Cultivate RH has snagged a lease for a half-acre parcel in the heart of downtown. It will be located at 315 E. Main St.

The project will go through a master plan review, which typically takes 120 days, says Brittany Kelly. If approved, the project is expected to be completed in 2022.

She and fellow entrepreneur Charlotte Brown are behind that venture. Kelly notes the duo is passionate about social justice and the community and hopes to focus on those issues through this initiative.

“Rock Hill is a city of entrepreneurship and innovation,” Kelly says. “We have to have somewhere for these places to go.” 

At the same time, leasing rates have climbed to as much as $21 to $25 per square foot.

Cultivate RH looks to create opportunities for budding entrepreneurs and highlight and strengthen talent in the community.
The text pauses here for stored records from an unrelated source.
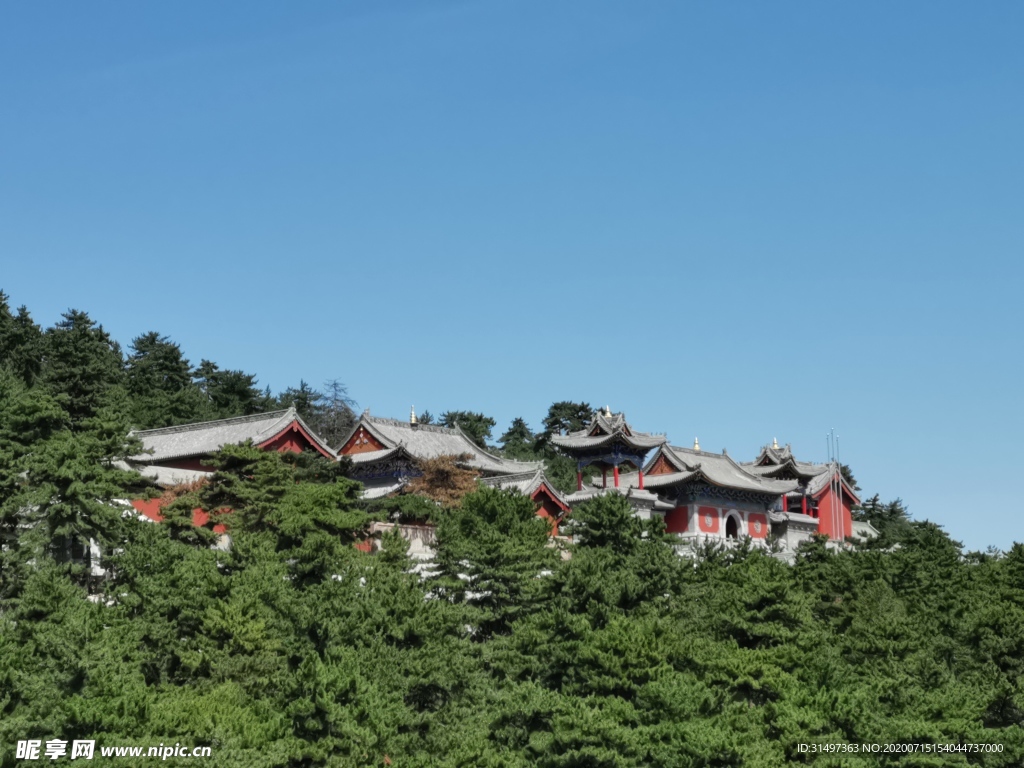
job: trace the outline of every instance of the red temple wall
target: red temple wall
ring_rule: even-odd
[[[751,512],[746,516],[746,535],[751,539],[765,539],[768,536],[768,515]]]
[[[165,501],[164,499],[135,499],[131,503],[131,506],[134,507],[139,513],[148,517],[154,522],[163,522],[164,515],[161,512],[161,510],[169,502]],[[203,527],[208,522],[210,522],[209,512],[201,509],[200,507],[197,507],[196,509],[193,510],[193,525],[197,527]],[[226,534],[227,526],[222,523],[218,523],[213,526],[213,532]]]
[[[314,449],[313,444],[297,427],[291,427],[266,442],[260,443],[263,451],[276,451],[279,454],[301,454],[306,449]]]
[[[355,430],[355,434],[348,438],[341,446],[339,454],[349,456],[351,454],[369,454],[371,451],[383,451],[384,443],[374,437],[362,427]]]
[[[717,534],[720,515],[715,507],[697,507],[697,524],[705,534]]]
[[[685,534],[689,528],[689,506],[676,507],[665,516],[665,529],[669,534]]]
[[[841,536],[849,538],[853,534],[853,515],[850,510],[850,497],[841,493],[839,499],[837,516],[840,524],[837,525],[833,519],[833,499],[837,498],[831,487],[826,487],[818,500],[818,532],[824,534],[830,539],[839,539]]]
[[[669,464],[669,460],[665,458],[665,455],[657,457],[657,461],[650,468],[650,472],[644,472],[645,475],[650,477],[651,475],[667,475],[672,474],[676,471],[676,468]]]

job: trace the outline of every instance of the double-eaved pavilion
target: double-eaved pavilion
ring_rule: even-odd
[[[131,433],[142,443],[142,453],[129,457],[127,467],[161,487],[173,487],[208,477],[213,467],[205,462],[224,445],[252,441],[262,451],[297,454],[312,451],[337,461],[334,451],[309,428],[294,408],[231,419],[183,424]],[[161,521],[160,499],[135,500],[132,506],[152,520]],[[205,525],[209,516],[194,510],[193,521]],[[218,526],[217,532],[223,532]]]
[[[672,445],[663,435],[633,429],[623,414],[605,408],[585,429],[552,437],[577,460],[577,505],[596,496],[627,497],[643,517],[664,516],[669,532],[681,542],[702,543],[749,537],[767,544],[774,536],[791,552],[813,534],[843,541],[858,532],[851,508],[859,504],[839,465],[810,464],[793,458],[788,446],[763,449],[754,462],[736,462],[726,452]],[[649,460],[650,449],[656,449]],[[584,487],[583,470],[601,468]],[[626,465],[629,472],[621,472]],[[608,469],[612,484],[608,484]]]
[[[612,414],[605,406],[585,429],[555,435],[551,443],[577,461],[577,490],[583,490],[583,470],[596,466],[601,470],[602,487],[608,485],[608,469],[612,486],[620,486],[620,470],[624,464],[638,473],[638,486],[643,490],[643,463],[647,453],[666,442],[665,435],[637,432],[626,423],[623,414]]]

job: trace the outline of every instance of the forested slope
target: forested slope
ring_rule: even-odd
[[[44,332],[0,312],[0,765],[54,737],[209,744],[218,766],[1024,764],[1021,545],[964,553],[874,501],[864,551],[688,560],[612,497],[573,512],[565,558],[528,500],[487,488],[433,513],[421,579],[396,537],[352,546],[371,512],[337,467],[251,446],[154,524],[112,506],[137,479],[111,460],[159,410],[138,403],[241,402],[160,339],[146,389],[139,345],[82,313]],[[88,538],[106,580],[75,564]],[[800,748],[822,742],[1001,752]]]

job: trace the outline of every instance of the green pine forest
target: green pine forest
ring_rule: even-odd
[[[1024,765],[1021,544],[966,552],[874,496],[857,514],[881,536],[856,551],[682,558],[605,497],[552,546],[528,499],[451,467],[367,503],[344,462],[251,445],[175,489],[164,523],[119,504],[161,493],[118,468],[131,429],[289,406],[335,446],[353,423],[340,380],[272,394],[162,334],[123,348],[86,312],[43,328],[0,294],[0,766],[55,737],[210,745],[205,764],[246,768]],[[556,402],[544,431],[497,437],[483,414],[421,421],[543,458],[565,487],[548,438],[590,413]],[[228,523],[229,551],[194,507]],[[423,518],[425,577],[397,535],[353,546],[373,520]],[[105,578],[81,564],[90,539]]]

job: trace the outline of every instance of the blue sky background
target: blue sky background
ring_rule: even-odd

It will offer 23 restaurant and retail spaces — at an affordable price. 

“As a community we hope we can foster these dreams and turn them into a reality,” she says. “Our goal is that Cultivate is the center where we all meet.”

Boxman Studios has been tapped for the project. 

Plans call for 12 modular units — reminiscent of shipping containers — to be pieced together to create a campus, complete with an outdoor covered bar and open-air amphitheater.

Four anchor restaurants will be permanent fixtures. The remaining businesses — each between 100 and 400 square feet — will commit to a two-year program to ensure their success. That incubator program aims to help businesses get their footing, test their concepts and learn the ins-and-outs of business; too many early entrepreneurship programs have limited access for the public.

“We just want to hold their hand,” she says. “We’ve both been on the other side as entrepreneurs needing help and not knowing where to get it.”

Kelly is behind retail store The Mercantile in Rock Hill. Brown recently sold Fresh Vibes juice bar and is pursuing a doctorates degree in business administration with a focus on entrepreneurship.

Kelly is also behind MercEmpower, an initiative to empower Black female entrepreneurs between the ages of 21 and 40.

“The need was so strong,” she says. “I just felt like I had to do something more."